SPAGETTA Weather Generator Linked with Climate Models May Produce Weather Series for Future Climate

  1. 1.
    0542977 - ÚFA 2022 DE eng A - Abstrakt
    Dubrovský, Martin - Lhotka, Ondřej - Mikšovský, Jiří - Štěpánek, Petr - Meitner, Jan
    SPAGETTA Weather Generator Linked with Climate Models May Produce Weather Series for Future Climate.

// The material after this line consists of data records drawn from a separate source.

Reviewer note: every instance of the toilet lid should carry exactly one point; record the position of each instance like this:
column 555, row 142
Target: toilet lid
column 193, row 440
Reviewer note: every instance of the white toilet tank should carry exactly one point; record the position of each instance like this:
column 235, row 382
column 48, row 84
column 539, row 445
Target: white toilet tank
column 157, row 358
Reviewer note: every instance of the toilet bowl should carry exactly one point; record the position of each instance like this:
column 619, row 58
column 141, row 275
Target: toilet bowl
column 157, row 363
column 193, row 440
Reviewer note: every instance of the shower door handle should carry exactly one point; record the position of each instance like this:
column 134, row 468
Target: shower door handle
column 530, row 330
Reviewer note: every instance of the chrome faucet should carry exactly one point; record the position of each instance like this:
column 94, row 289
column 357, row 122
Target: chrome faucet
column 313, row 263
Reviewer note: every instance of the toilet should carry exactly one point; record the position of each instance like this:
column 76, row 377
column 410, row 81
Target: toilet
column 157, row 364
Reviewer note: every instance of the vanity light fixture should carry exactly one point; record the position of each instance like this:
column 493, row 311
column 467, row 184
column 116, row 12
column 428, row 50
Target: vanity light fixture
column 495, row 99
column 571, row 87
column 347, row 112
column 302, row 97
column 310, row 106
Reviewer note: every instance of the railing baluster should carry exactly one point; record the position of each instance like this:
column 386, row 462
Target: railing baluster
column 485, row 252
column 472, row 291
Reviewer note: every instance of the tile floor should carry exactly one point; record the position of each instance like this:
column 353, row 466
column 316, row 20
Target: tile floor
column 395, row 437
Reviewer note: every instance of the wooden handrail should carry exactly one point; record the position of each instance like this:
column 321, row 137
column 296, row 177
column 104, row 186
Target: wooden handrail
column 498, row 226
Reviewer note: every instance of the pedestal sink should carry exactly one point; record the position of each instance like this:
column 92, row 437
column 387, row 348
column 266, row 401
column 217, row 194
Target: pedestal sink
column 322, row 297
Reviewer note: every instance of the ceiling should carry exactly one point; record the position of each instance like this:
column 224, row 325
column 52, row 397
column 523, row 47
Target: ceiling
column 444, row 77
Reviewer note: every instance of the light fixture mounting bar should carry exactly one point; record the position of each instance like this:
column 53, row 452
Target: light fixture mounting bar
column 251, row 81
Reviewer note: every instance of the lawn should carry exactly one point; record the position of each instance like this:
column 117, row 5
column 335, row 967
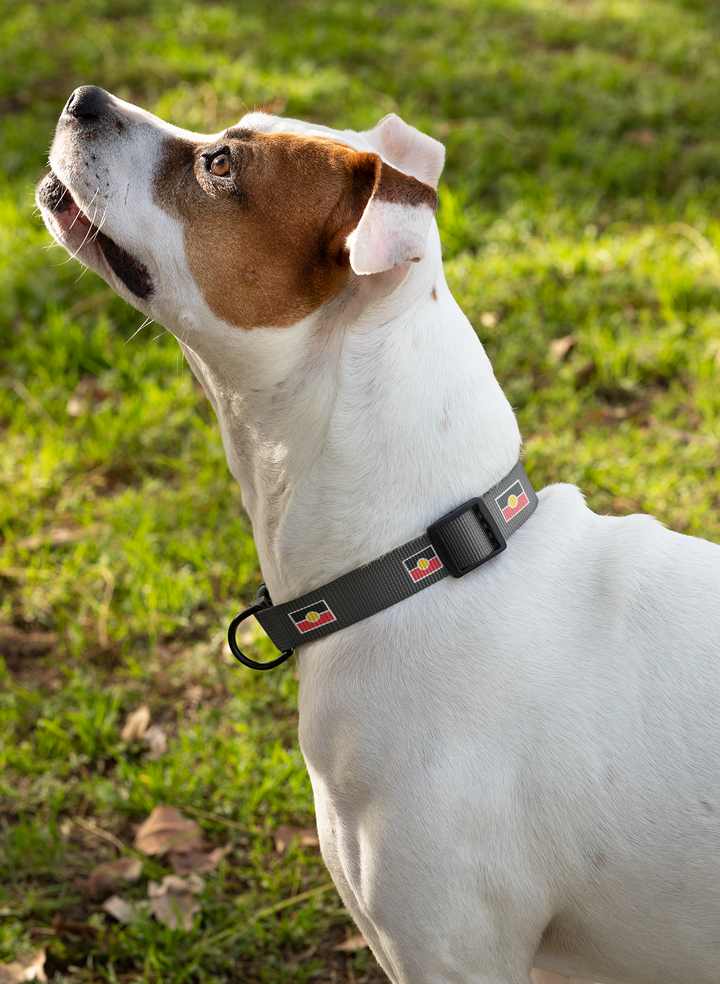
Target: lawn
column 580, row 217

    EGU General Assembly 2021 (vEGU21: Gather Online). Göttingen: European Geosciences Union, 2021.
    [EGU General Assembly Conference 2021. 19.04.2021-30.04.2021, online]

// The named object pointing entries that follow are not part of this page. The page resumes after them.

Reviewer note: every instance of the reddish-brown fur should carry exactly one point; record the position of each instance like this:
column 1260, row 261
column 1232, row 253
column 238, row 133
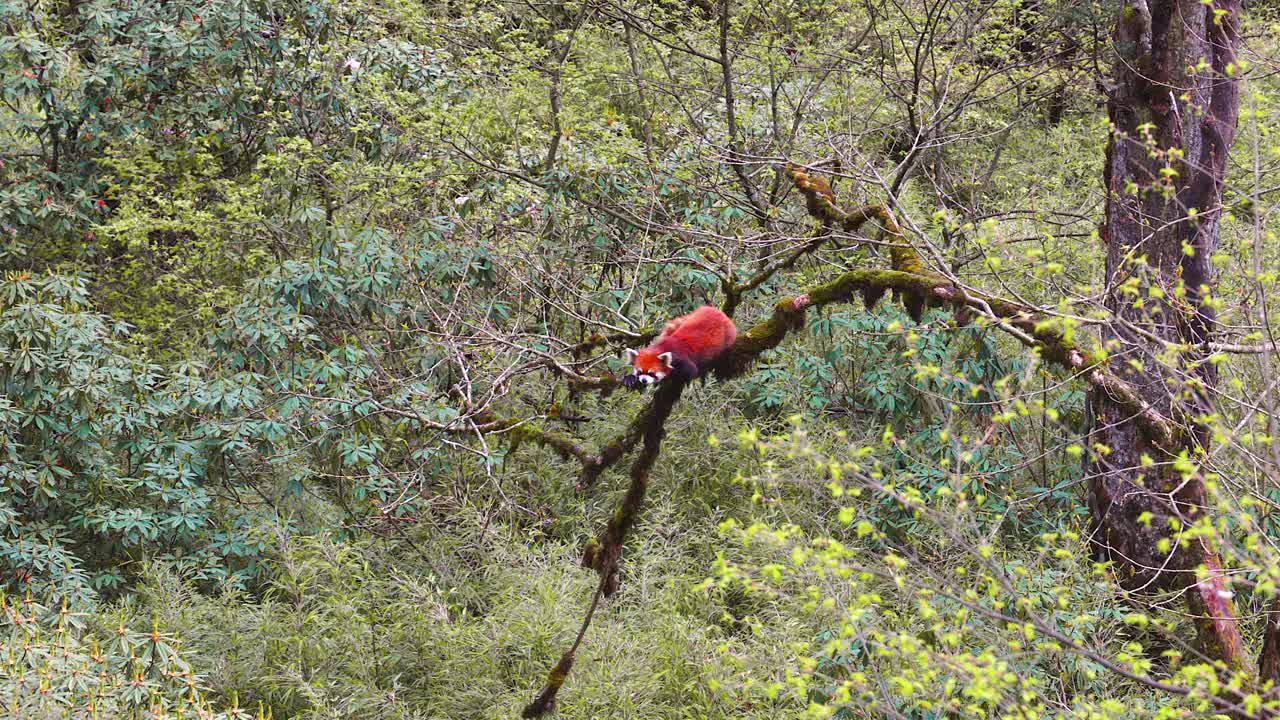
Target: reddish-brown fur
column 693, row 341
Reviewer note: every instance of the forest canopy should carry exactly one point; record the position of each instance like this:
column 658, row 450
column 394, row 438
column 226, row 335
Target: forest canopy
column 314, row 322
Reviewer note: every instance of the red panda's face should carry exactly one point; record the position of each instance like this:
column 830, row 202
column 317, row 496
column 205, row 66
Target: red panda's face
column 650, row 367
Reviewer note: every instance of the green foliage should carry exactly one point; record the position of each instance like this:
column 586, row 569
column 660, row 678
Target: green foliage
column 55, row 666
column 101, row 463
column 275, row 272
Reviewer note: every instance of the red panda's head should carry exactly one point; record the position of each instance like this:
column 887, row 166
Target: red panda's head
column 650, row 365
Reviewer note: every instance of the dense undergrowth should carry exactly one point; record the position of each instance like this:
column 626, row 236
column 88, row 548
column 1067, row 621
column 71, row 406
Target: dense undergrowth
column 270, row 272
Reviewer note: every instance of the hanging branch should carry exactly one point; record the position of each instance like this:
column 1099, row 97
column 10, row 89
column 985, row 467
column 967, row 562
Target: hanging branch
column 914, row 286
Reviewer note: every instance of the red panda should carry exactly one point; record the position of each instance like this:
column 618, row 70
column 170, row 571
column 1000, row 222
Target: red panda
column 685, row 346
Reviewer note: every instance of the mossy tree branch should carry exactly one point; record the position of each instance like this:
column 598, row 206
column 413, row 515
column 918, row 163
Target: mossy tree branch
column 914, row 286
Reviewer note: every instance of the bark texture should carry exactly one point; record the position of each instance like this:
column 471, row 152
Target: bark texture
column 1173, row 113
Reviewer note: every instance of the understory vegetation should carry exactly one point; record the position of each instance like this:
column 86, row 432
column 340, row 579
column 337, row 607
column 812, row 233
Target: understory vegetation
column 312, row 319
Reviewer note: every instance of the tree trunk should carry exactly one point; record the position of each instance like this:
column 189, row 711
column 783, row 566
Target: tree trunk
column 1173, row 114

    Grant CEP: GA ČR(CZ) GA18-15958S
    Institucionální podpora: RVO:68378289 ; RVO:86652079
    Klíčová slova: climate change * stochastic weather generator SPAGETTA * climate model
    Obor OECD: Climatic research; Climatic research (UEK-B)
    https://meetingorganizer.copernicus.org/EGU21/EGU21-12704.html

    Stochastic weather generators (WGs) are tools for producing weather series, which are statistically
    similar to the real world weather series. The synthetic series may represent both present and
    changed (not only the future) climate. In the latter case, WG parameters derived from the
    observed weather series are modified with climate change scenario, which is typically based on
    RCM or GCM simulations. As the GCM/RCM simulations are very demanding on computer
    resources, the numbers of simulations made for individual possible emission scenarios are
    limited, especially for some (mostly the less probable ones) emission scenarios (e.g. RCP 2.6). Still,
    many climate change impact studies try to give projections of the CC impacts assuming
    uncertainties coming from all possible sources, including the modeling uncertainty and
    uncertainties in emissions & climate sensitivity. To allow generation of weather series fitting the
    projection of any GCM forced by any emission scenario, we use a pattern scaling approach, in
    which the standardized climate change scenario (consisting of changes in climatic characteristic
    related to 1ºC change in global mean temperature) derived from a given GCM is multiplied by a
    change in global mean temperature (dTg) projected (for a selected emission scenario and climate
    sensitivity) by a simple climate model MAGICC.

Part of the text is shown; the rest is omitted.